Notwithstanding the sizeable economic and social gains made by India over the last two decades, the pernicious, often invisible, challenge of maternal and child undernutrition remains a national public health concern. This undermines the assumption that economic growth is in itself a sufficient condition for improvement in public health. India is home to over 40 million stunted and 17 million wasted children (under-five years) (Raykar et al., 2015). Despite a marked trend of improvement in a variety of anthropometric measures of nutrition (for example, rates of stunting, wasting in children under-five) over the last 10 years, child undernutrition rates in India persist as among the highest in the world. This inequality in access is accentuated by the stark state-level disparity in nutritional status. Malnutrition is also responsible for lowering individuals’ immunity to infections and diseases; for instance, low body weight is responsible for 50 per cent of tuberculosis (TB) in India, and also leads to higher death rate (Swaminathan, 2016). Future growth will require significant investments into human resources of which health investments are critical.

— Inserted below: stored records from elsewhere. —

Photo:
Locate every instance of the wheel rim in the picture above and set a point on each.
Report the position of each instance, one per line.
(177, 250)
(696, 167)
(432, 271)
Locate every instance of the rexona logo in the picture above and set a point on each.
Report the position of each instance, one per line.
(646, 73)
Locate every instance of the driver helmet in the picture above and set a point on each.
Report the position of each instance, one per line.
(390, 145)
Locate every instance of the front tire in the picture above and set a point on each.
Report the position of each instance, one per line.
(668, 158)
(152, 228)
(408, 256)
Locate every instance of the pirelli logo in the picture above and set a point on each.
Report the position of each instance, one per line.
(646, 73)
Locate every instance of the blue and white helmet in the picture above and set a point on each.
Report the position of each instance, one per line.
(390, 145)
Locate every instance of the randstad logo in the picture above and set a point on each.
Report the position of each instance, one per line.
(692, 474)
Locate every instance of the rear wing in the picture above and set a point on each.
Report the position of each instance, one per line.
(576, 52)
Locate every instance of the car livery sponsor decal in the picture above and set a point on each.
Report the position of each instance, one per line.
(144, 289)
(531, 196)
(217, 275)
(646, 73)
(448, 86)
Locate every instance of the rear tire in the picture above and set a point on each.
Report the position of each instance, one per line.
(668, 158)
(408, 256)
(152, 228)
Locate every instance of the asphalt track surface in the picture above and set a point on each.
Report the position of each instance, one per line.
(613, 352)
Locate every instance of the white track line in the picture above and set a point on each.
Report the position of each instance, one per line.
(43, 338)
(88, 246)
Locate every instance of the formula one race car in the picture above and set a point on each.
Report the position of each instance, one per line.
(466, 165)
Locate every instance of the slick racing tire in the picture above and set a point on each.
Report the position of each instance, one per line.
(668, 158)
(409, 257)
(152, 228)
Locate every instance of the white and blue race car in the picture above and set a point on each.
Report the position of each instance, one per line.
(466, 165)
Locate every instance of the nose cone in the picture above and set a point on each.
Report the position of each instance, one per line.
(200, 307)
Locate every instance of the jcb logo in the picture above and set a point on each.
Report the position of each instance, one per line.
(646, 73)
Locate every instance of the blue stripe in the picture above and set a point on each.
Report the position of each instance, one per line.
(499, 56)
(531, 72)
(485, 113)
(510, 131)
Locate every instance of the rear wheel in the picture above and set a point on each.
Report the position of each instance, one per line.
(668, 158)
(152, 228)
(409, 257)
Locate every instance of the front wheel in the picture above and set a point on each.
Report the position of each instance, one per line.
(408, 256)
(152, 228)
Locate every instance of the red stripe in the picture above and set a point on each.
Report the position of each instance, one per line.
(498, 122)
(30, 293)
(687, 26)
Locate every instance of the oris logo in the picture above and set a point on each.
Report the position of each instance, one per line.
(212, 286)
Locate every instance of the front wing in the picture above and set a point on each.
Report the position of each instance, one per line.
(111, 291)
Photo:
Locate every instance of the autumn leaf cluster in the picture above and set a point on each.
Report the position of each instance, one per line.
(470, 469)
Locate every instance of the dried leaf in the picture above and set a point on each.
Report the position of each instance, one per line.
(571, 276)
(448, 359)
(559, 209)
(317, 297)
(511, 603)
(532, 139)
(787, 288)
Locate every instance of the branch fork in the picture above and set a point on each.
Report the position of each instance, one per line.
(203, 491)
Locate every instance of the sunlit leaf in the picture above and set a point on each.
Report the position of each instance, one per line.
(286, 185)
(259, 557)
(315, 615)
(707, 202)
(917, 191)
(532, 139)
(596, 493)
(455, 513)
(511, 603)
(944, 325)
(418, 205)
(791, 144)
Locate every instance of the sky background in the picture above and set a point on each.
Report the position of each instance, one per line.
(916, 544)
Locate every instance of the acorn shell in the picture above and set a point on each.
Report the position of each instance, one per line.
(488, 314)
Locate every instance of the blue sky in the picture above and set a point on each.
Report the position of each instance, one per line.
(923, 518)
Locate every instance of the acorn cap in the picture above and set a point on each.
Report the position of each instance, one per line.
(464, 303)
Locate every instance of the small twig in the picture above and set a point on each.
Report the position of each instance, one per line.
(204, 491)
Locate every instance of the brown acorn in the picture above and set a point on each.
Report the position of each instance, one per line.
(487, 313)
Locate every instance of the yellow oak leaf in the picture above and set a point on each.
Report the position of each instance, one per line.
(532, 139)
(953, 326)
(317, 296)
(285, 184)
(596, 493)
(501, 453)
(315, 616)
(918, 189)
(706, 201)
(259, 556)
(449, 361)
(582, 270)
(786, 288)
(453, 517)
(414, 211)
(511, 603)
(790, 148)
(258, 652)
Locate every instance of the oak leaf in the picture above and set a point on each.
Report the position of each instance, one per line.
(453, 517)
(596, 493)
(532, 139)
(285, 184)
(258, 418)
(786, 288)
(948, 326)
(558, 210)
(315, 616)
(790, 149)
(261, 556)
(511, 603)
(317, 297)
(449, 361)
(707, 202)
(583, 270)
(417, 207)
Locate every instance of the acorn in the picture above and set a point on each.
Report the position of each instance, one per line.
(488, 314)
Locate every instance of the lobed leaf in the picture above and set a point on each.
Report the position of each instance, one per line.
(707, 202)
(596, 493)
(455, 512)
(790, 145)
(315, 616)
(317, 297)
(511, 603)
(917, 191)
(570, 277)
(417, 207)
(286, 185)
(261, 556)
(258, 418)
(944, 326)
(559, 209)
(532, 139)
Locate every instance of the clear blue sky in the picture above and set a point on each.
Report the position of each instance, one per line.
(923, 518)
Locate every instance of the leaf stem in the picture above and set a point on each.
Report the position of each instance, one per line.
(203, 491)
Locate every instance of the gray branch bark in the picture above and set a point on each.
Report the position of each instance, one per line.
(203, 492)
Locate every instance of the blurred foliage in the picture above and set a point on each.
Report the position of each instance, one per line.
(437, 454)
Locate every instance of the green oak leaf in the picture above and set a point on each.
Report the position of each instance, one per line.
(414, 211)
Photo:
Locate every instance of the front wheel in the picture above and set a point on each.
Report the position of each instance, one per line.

In response, policy-makers must account for two key facts: (i) direct nutrition interventions (adequately scaled up), while essential, can reduce stunting only by 20 per cent; indirect interventions (for example, access to WASH) must tackle the remaining 80 per cent (Bhutta et al., 2013), and (ii) 50 per cent of the growth failure accrued by two years of age occurs in the womb owing to poor nutrition of the mother (UNICEF, 2015). A lack of nutrition in the first 1,000 days of a child’s life causes irreversible, long-term damage to a child’s cognitive functions (Walker et al., 2007), undermining later-stage investments aimed at realising the developmental potential of India’s children (such as the Government of India’s flagship programme, Skill India). Hence, there exist significant policy returns from investing in this critical window of opportunity, that is, from the period of conception of the child to the two-year post-natal period.